In his early 20s, desperate to leave the Caribbean – lured, as he says by the big metropolitan city and bitten by the “postcolonial effect, where we think our future lies abroad” – he took his chance to move to London. While he was familiar with the culture, iconography and weather through books and television, he was not prepared for the bland food and “the sense of dislocation from Trinidad: my spiritual and ancestral home.”

Anthony Joseph with musicians and friends

While writing his Caribbean sci-fi novel, The African Origins of UFOs (“about time travel through DNA”) in 2006, Joseph had an urge to put the words to music, which led to his first 12-inch EP, Spirit Lash.

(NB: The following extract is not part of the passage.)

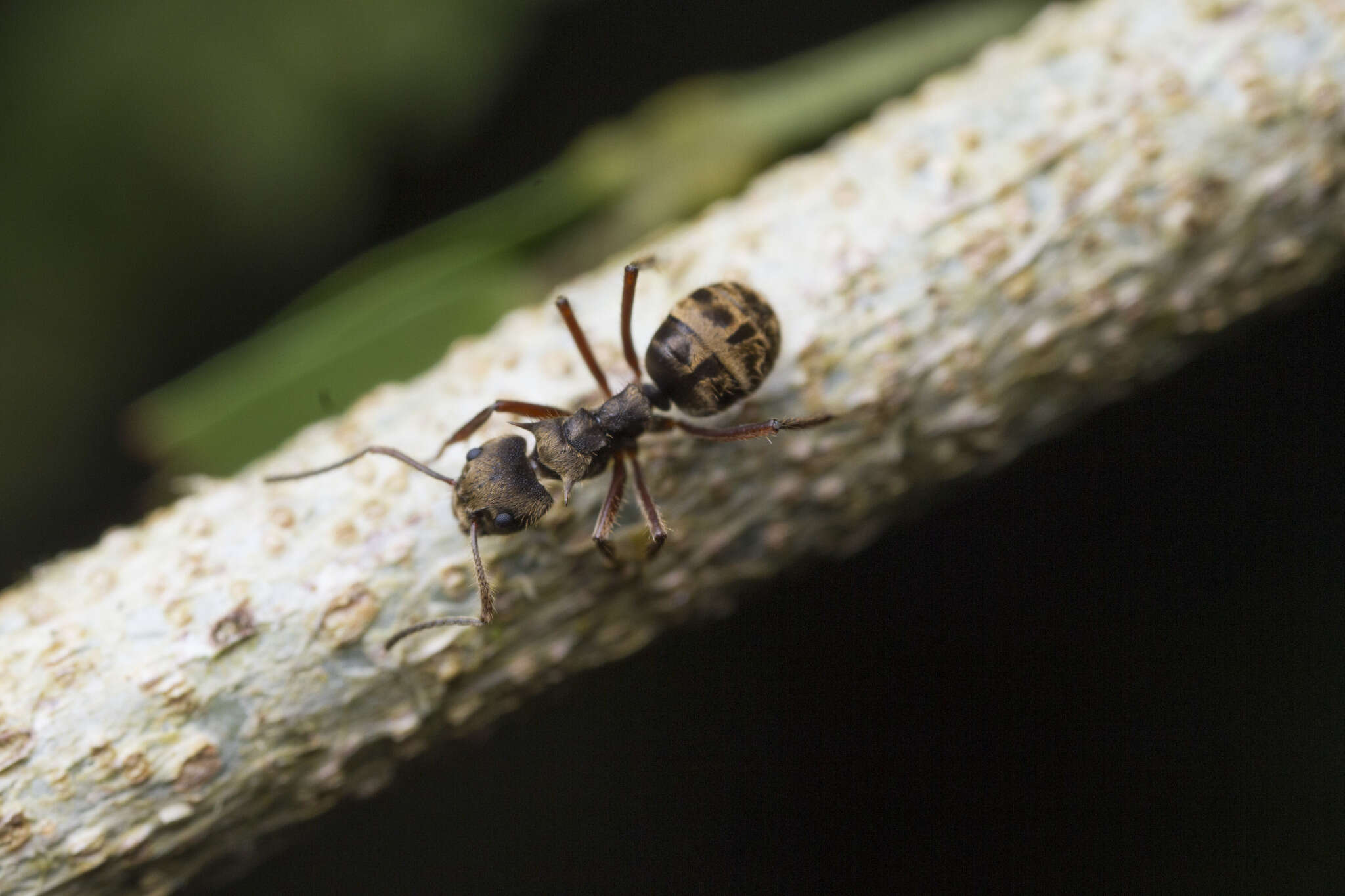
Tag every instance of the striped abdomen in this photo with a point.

His current project also features the words of a forthcoming novel, The Frequency of Magic, scheduled for publication in 2019 (after another book, a “fictional biography” of Lord Kitchener, is published by Peepal Tree Press in June 2018.)

Both books were written as part of a PhD that Joseph completed last year at Goldsmiths, the university in Deptford, south London that spawned the wildly successful Young British Artists, including Damien Hirst and Tracey Emin.

Among the musicians playing on the as-yet-untitled speed-funk album, scheduled for release in the new year, are his long-standing bassist Andrew John, new songwriter, arranger and saxophonist Jason Yarde, and guest appearances by Len “Boogsie” Sharpe, Ella Andall and the ubiquitous 3canal.

Whether any sneak previews will be aired at Kaiso Blues Cafe remains to be seen. The performances (one at 6pm and a late show at 8.30pm) are billed as the first live outing in Trinidad for Joseph’s 2016 album Caribbean Roots.